The government and NGOs jointly provided shelter, psycho-social services, medical care, and provision of other basic needs to victims of trafficking, gender-based violence (GBV), and child abuse. The government opened eight shelters available to trafficking victims during the reporting period. Three NGO shelters cared for men, women, and children, although observers noted it was sometimes difficult to find shelter for male victims. Child victims were placed in government residential childcare facilities and provided access to education. Foreign victims had access to the same shelter and services as domestic victims. Shelter staff did not permit victims, including adults, to leave unchaperoned. The government allocated 6 million Namibian dollars ($377,790) to three NGO shelters supporting trafficking victims in 2021, the same as the previous reporting period. Seventeen GBV Protection Units nationwide offered initial psycho-social, legal, and medical support to victims of crime, in coordination with the police, the Ministry of Gender Equality, Poverty Eradication, and Child Welfare (MGEPECW), the Ministry of Health and Social Services, and NGOs. Adult victims were able to seek employment and work while receiving assistance, although it is unknown how many victims did so during the reporting period.
All 25 victims identified or assisted during the reporting period voluntarily assisted law enforcement with investigations and prosecutions.
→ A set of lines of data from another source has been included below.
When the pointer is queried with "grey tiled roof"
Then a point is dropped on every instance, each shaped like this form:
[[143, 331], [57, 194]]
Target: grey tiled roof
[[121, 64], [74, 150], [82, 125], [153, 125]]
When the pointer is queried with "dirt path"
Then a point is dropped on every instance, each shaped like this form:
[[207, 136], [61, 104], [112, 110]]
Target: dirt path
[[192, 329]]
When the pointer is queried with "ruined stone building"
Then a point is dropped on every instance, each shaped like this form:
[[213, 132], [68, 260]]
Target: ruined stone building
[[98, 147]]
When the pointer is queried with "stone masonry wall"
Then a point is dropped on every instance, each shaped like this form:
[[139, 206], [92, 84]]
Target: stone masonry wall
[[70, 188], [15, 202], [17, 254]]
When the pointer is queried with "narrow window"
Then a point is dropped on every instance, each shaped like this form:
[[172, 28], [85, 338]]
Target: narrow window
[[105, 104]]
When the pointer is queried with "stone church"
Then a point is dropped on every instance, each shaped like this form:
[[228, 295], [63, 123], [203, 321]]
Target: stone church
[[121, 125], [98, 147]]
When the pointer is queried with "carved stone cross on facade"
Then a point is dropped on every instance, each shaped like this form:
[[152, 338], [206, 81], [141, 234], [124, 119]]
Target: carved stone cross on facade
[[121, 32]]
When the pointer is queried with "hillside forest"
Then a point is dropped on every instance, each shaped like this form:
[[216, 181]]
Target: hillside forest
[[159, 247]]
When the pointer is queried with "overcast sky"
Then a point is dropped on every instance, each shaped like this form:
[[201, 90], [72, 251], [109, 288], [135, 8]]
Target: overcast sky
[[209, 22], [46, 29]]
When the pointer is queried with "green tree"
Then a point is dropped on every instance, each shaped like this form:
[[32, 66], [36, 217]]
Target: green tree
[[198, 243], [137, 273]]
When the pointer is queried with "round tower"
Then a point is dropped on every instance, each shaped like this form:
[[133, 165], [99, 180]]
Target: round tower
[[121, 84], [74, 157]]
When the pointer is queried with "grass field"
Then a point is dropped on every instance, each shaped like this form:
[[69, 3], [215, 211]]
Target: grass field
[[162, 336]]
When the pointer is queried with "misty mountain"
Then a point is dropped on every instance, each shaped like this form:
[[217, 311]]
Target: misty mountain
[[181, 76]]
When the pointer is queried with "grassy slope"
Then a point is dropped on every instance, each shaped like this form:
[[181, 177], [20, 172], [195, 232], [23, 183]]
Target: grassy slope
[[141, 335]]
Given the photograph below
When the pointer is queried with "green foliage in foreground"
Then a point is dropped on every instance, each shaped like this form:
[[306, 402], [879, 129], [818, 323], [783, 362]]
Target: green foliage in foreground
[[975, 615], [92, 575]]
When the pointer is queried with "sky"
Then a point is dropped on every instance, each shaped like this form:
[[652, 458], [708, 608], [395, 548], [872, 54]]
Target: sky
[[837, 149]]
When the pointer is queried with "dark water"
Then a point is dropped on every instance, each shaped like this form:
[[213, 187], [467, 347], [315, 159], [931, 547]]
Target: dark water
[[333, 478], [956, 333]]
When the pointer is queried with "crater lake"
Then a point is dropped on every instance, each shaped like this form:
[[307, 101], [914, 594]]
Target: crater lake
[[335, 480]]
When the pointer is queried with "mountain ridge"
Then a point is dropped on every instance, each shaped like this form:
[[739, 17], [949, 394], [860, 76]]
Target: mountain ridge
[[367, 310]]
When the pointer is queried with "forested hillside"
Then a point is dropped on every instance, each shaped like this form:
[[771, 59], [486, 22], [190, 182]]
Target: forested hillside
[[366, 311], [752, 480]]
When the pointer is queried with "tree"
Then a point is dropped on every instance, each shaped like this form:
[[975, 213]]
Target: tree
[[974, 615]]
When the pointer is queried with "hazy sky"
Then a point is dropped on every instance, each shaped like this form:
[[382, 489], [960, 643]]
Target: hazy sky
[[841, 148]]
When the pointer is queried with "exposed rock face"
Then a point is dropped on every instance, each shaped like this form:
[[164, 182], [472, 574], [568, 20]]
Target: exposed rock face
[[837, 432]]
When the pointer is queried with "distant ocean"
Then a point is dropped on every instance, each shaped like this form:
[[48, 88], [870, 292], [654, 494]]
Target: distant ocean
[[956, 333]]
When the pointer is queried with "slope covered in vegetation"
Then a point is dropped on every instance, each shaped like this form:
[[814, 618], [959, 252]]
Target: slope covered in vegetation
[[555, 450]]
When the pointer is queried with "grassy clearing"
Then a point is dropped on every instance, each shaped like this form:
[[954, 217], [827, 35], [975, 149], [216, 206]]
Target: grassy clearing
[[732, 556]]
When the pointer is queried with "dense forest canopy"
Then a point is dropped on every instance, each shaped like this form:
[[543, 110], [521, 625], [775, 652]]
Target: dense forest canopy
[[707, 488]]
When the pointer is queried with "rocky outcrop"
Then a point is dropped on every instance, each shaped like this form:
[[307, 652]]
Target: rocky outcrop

Authorities did not condition access to victim services on cooperation with law enforcement; the government provided legal aid, transportation, and witness protection to all victims. The government assigned victim advocates to victims testifying and allowed victims to testify in rooms separate from the courtroom when such rooms were available. Foreign victims could obtain temporary residence visas during legal proceedings. The law allowed victims to obtain restitution and file civil suits against their traffickers; however, no victims to date had received restitution or compensation. Authorities screened vulnerable populations, including irregular migrants, refugees, and individuals in commercial sex, for trafficking indicators.